11:56 <EshaanAgarwal[m]> jonpsy[m]: During the function calls, the next state which was passed in the function and the next state variable present in the function created a mess. So I took care of that.

11:56 <EshaanAgarwal[m]> It was updating values in wrong variables hence wasn't learning

11:56 <jonpsy[m]> Thought so

11:57 <jonpsy[m]> So all RL tests are passing?

11:57 <EshaanAgarwal[m]> jonpsy[m]: I guess !

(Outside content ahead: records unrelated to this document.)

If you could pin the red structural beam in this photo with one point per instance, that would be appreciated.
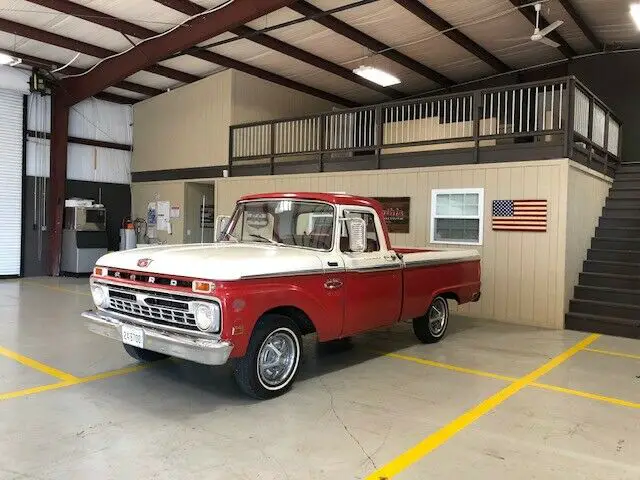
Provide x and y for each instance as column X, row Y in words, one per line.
column 199, row 29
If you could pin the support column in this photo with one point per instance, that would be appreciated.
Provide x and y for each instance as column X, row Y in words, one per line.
column 57, row 178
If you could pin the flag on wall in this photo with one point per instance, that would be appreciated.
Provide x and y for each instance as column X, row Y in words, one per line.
column 519, row 215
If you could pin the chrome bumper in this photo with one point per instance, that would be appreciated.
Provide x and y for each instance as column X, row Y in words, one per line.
column 209, row 351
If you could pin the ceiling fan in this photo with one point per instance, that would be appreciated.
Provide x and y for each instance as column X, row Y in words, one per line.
column 541, row 35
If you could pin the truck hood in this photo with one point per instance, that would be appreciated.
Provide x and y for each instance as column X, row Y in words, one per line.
column 216, row 261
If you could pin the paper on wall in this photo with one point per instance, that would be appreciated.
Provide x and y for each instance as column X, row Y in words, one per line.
column 163, row 216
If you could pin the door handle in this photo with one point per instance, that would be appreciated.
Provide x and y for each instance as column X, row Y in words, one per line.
column 332, row 284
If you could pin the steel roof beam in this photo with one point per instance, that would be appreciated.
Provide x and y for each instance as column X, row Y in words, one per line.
column 86, row 48
column 189, row 8
column 304, row 8
column 129, row 28
column 432, row 19
column 202, row 28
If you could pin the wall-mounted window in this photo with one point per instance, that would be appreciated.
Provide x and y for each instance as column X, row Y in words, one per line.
column 457, row 216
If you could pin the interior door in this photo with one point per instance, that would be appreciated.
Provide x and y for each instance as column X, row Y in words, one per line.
column 373, row 293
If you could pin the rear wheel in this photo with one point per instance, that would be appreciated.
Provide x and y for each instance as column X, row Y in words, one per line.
column 144, row 355
column 431, row 327
column 271, row 362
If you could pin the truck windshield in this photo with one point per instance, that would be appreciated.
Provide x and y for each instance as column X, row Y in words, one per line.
column 284, row 222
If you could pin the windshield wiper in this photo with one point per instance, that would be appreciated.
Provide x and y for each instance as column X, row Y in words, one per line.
column 260, row 237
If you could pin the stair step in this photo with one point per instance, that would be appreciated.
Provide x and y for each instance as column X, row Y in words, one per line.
column 624, row 192
column 612, row 243
column 629, row 168
column 607, row 309
column 620, row 222
column 606, row 294
column 621, row 212
column 616, row 267
column 620, row 175
column 618, row 232
column 584, row 322
column 605, row 255
column 615, row 202
column 610, row 280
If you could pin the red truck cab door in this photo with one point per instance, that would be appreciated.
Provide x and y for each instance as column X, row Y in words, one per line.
column 373, row 279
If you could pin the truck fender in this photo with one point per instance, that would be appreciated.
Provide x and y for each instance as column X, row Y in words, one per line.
column 289, row 300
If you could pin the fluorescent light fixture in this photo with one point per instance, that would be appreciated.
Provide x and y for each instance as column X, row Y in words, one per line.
column 634, row 10
column 376, row 75
column 9, row 60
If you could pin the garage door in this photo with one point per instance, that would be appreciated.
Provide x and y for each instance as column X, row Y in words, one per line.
column 10, row 181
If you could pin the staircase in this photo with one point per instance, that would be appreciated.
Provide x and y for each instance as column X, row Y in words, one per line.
column 607, row 297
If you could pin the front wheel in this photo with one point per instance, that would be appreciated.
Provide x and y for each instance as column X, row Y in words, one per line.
column 143, row 355
column 271, row 362
column 431, row 327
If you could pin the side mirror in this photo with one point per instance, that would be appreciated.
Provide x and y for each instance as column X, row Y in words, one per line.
column 357, row 229
column 222, row 222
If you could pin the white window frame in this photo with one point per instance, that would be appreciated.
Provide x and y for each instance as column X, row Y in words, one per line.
column 480, row 216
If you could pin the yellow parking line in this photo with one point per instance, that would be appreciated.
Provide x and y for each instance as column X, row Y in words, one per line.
column 453, row 368
column 34, row 390
column 615, row 354
column 438, row 438
column 75, row 381
column 41, row 367
column 592, row 396
column 116, row 373
column 56, row 288
column 544, row 386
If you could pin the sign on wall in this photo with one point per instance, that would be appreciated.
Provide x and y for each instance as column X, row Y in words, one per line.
column 519, row 215
column 396, row 213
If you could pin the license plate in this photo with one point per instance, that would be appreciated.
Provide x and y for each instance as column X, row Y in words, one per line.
column 133, row 336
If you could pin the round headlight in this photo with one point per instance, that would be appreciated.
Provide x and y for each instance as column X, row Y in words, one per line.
column 207, row 317
column 100, row 297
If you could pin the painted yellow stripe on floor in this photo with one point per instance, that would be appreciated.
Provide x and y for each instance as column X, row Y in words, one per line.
column 438, row 438
column 614, row 354
column 76, row 381
column 116, row 373
column 591, row 396
column 56, row 288
column 453, row 368
column 34, row 390
column 30, row 362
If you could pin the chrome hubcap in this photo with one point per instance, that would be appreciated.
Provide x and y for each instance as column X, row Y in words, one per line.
column 277, row 358
column 437, row 317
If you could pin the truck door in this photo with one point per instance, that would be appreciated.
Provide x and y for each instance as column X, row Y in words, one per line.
column 373, row 293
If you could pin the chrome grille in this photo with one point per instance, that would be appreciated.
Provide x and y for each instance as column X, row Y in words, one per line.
column 154, row 307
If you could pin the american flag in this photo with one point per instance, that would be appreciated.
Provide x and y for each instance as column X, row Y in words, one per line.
column 519, row 215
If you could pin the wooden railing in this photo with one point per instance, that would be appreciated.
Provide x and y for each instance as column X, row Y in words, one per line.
column 558, row 117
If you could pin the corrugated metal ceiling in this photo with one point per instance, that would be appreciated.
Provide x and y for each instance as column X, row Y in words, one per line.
column 493, row 24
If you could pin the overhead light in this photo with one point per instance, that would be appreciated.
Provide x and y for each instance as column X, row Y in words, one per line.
column 9, row 60
column 634, row 10
column 376, row 75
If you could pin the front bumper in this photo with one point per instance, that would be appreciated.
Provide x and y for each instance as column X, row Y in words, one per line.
column 208, row 351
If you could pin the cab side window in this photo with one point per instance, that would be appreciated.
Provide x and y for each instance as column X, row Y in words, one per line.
column 373, row 244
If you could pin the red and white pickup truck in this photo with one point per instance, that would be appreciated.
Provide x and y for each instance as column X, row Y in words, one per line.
column 285, row 265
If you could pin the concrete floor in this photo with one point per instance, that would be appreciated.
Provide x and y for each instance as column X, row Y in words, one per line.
column 350, row 413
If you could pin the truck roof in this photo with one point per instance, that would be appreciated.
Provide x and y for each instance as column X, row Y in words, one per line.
column 338, row 198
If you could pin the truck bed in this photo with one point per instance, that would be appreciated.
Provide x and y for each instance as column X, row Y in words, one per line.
column 428, row 273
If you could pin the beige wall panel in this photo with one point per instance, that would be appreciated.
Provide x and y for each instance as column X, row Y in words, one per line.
column 254, row 100
column 522, row 272
column 143, row 193
column 187, row 127
column 587, row 192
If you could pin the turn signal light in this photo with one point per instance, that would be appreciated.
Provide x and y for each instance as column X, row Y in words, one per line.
column 100, row 272
column 199, row 286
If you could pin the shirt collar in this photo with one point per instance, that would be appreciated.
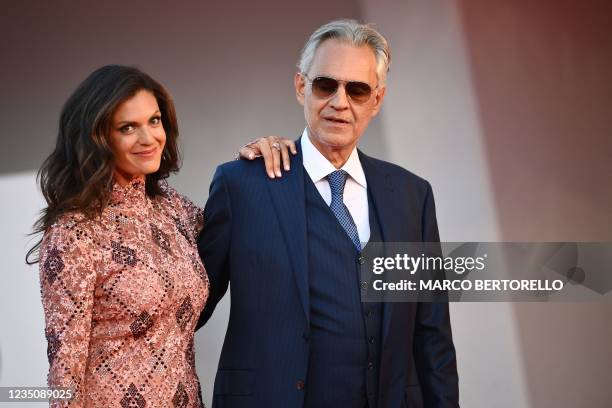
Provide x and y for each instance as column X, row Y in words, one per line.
column 318, row 167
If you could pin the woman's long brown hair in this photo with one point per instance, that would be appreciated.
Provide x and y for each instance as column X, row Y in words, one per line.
column 78, row 175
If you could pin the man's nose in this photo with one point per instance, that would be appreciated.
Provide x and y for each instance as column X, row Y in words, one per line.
column 340, row 99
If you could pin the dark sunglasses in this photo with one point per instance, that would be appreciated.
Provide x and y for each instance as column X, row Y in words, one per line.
column 326, row 87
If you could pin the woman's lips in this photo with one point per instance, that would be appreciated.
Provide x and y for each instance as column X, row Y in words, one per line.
column 146, row 153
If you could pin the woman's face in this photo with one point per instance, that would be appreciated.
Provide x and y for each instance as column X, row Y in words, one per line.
column 137, row 137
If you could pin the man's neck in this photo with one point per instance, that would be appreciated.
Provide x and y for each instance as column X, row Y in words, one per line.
column 336, row 156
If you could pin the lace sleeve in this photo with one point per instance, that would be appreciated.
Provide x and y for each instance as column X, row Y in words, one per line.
column 67, row 278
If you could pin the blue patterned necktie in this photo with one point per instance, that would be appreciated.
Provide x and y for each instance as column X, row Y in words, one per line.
column 337, row 180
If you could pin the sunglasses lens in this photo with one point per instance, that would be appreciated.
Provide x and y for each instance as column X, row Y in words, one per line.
column 324, row 87
column 358, row 91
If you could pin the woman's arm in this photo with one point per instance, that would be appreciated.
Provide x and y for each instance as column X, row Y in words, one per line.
column 67, row 279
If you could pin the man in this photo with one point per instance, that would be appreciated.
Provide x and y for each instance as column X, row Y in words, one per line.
column 298, row 333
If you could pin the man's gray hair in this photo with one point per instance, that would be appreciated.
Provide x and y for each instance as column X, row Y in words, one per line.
column 354, row 33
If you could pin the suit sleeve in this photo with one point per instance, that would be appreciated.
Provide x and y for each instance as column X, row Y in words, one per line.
column 214, row 242
column 434, row 350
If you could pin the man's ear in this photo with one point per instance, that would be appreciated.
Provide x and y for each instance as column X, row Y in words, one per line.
column 300, row 87
column 378, row 98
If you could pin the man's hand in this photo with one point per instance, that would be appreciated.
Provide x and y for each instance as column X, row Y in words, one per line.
column 273, row 149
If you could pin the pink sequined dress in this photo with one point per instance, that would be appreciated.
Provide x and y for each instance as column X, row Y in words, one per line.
column 122, row 295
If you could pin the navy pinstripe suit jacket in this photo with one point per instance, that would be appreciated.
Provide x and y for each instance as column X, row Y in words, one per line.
column 254, row 237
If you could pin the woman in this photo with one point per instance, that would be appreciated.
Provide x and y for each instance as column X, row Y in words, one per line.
column 122, row 282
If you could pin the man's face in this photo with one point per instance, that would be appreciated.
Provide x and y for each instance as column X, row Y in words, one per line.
column 335, row 123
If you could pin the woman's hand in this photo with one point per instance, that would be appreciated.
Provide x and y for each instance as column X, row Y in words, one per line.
column 273, row 149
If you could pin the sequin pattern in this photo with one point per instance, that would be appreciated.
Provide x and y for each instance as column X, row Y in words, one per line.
column 121, row 295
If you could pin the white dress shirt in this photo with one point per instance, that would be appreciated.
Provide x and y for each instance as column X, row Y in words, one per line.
column 355, row 191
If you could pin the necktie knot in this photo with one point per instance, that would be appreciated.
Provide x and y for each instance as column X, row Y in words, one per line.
column 337, row 180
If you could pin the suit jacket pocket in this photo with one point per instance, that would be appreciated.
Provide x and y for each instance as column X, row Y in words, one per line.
column 234, row 382
column 413, row 396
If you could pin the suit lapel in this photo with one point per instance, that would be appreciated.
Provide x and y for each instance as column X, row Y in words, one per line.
column 289, row 202
column 381, row 188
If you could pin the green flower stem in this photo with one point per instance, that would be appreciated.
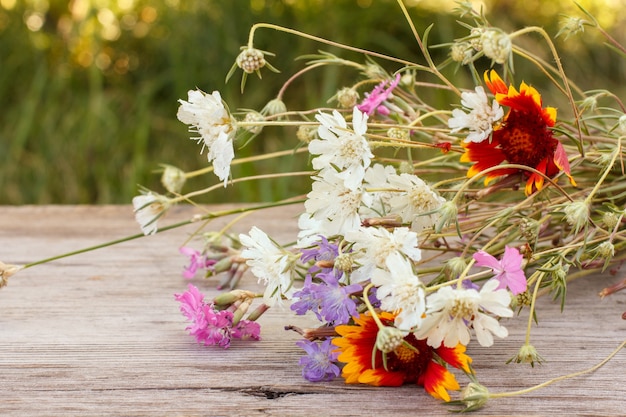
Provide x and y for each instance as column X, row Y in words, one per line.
column 254, row 158
column 431, row 64
column 564, row 78
column 533, row 300
column 237, row 180
column 212, row 215
column 608, row 169
column 370, row 307
column 329, row 42
column 560, row 378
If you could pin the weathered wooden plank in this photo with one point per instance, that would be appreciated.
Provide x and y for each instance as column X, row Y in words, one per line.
column 100, row 334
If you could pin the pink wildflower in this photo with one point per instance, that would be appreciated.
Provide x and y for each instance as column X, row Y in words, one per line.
column 196, row 261
column 208, row 325
column 508, row 271
column 247, row 329
column 211, row 326
column 374, row 101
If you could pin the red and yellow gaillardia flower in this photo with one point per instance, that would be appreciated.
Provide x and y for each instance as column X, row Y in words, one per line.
column 524, row 138
column 419, row 364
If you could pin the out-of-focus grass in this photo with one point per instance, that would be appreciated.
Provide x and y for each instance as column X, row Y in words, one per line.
column 89, row 90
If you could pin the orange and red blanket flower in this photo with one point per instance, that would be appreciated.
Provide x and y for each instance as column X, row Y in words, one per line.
column 524, row 138
column 412, row 362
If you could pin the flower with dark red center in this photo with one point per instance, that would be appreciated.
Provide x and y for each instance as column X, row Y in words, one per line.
column 523, row 138
column 411, row 362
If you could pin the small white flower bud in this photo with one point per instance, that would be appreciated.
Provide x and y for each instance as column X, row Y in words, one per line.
column 173, row 179
column 347, row 97
column 461, row 52
column 274, row 107
column 253, row 117
column 605, row 250
column 389, row 339
column 306, row 133
column 577, row 214
column 344, row 262
column 610, row 219
column 250, row 60
column 396, row 133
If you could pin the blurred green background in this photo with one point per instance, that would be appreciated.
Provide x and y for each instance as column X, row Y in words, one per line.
column 89, row 88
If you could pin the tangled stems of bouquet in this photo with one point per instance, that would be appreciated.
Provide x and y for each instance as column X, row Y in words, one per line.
column 396, row 219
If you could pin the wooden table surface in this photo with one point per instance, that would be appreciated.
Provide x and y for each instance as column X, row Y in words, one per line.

11:57 <jonpsy[m]> Run all test

11:57 <jonpsy[m]> + your own test

11:57 <EshaanAgarwal[m]> jonpsy[m]: All RL right ?

11:58 <jonpsy[m]> yeah

11:58 <EshaanAgarwal[m]> Will do ! Hopefully they should work now 😀

11:58 <jonpsy[m]> I'm having a good feeling it will

11:58 <jonpsy[m]> so if HER passes as well; we need to benchmark, thats v. imp

11:59 <jonpsy[m]> a concrete graph & numbers. I want a report showing HER is consistently better

11:59 <EshaanAgarwal[m]> jonpsy[m]: For that we might require some other evironments ? 👀

12:02 <jonpsy[m]> Lets start with bit flipping

12:02 <EshaanAgarwal[m]> jonpsy[m]: For HER I think we should think over our thresholds for bit flipping environment. Nevertheless I have started the test. Only QLearningTest file is running ! Rest have converged and passed

12:03 <jonpsy[m]> You told me you've taken someone else work as inspiratoin for bit flip right?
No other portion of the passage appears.